Going through halfway in 5:22, the Commonwealth 20km race walk silver medallist was on track to make history and he kept his composure to cross the finish line with a time of 10:43.84 on the clock, despite the pressure of South Africa’s world fourth-placer Lebogang Shange a few seconds behind him.
Shange was also inside the previous world record with his time of 10:47.08, while Britain’s Callum Wilkinson was third in 11:13.77.
“I knew it was going to be tough to win it but the crowd, Lebo, the rest of the field, they pushed me around to that world record – I can’t believe it,” said Bosworth.
“I came down from altitude last night so I didn’t really think I was that fresh. I felt really good walking.

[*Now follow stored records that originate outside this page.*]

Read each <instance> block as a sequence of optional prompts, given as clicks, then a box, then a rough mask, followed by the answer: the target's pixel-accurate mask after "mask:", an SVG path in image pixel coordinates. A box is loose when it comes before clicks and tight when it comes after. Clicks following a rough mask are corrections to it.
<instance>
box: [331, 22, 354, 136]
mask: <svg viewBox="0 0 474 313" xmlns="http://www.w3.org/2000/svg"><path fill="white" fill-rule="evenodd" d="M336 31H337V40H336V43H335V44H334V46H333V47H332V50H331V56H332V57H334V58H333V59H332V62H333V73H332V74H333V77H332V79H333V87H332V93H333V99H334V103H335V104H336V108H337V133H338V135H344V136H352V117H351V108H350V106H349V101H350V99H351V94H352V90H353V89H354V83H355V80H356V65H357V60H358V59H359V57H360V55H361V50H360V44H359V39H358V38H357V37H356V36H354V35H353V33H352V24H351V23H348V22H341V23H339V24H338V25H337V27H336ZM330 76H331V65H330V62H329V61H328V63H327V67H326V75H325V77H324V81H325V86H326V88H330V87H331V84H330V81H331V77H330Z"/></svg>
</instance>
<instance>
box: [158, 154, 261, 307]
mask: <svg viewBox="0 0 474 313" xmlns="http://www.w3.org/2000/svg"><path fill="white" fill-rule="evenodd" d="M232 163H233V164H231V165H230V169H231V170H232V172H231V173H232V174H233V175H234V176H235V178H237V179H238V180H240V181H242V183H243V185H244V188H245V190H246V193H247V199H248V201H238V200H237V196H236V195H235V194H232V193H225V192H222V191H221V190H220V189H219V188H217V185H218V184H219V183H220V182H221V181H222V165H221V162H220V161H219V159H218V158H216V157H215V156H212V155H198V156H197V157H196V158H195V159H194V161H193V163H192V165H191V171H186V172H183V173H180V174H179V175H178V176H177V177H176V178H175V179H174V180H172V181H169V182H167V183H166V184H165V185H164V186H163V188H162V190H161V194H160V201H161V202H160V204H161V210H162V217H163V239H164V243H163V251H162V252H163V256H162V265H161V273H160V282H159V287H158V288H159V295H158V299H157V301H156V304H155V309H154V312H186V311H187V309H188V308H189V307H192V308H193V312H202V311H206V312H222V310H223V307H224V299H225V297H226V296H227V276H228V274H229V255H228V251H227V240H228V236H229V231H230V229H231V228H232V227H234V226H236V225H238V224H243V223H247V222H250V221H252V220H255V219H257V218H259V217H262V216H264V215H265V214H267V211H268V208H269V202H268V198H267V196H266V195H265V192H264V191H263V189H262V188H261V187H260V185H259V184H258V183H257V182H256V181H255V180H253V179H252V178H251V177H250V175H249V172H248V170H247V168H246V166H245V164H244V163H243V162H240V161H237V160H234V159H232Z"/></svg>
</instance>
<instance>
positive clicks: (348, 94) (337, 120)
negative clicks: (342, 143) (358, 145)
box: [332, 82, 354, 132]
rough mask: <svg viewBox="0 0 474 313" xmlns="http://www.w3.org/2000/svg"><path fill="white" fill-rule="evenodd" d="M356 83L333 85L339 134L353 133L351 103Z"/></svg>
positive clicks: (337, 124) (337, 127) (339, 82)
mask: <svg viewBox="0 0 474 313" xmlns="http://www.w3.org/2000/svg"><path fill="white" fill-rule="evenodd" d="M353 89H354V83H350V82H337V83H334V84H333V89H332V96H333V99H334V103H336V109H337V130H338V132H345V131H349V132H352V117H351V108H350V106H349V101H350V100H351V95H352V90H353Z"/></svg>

I felt technically quite strong, even though it was such a fast pace.”
On how this leaves him feeling ahead of the European Championships in Berlin, where he’ll race over 20km, Bosworth added: “That’s a big, big confidence boost because we used the indoor season to boost me for Gold Coast and I came home with a silver medal there. We’re trying to replicate that a little bit and these shorter races get the legs going.”
It was the 28-year-old’s first race in the UK capital since his disqualification from the world championships 20km race walk last summer and he enjoyed being back in front of a London crowd.
“It was heartbreak to be honest, last year,” he said. “It broke me, it took me a long time to get over that.
“It will always be in the back of my mind but I’d be a fool if I were to ignore that. All the way today I had to make sure my technique was efficient otherwise I’d slow up or get disqualified. Believe it or not, the faster I go, I think my technique is actually better because it’s more efficient, it’s smoother.
“The Commonwealth Games took that pressure off and put that (his DQ) to bed and now I can go out and perform and really enjoy what I do again.”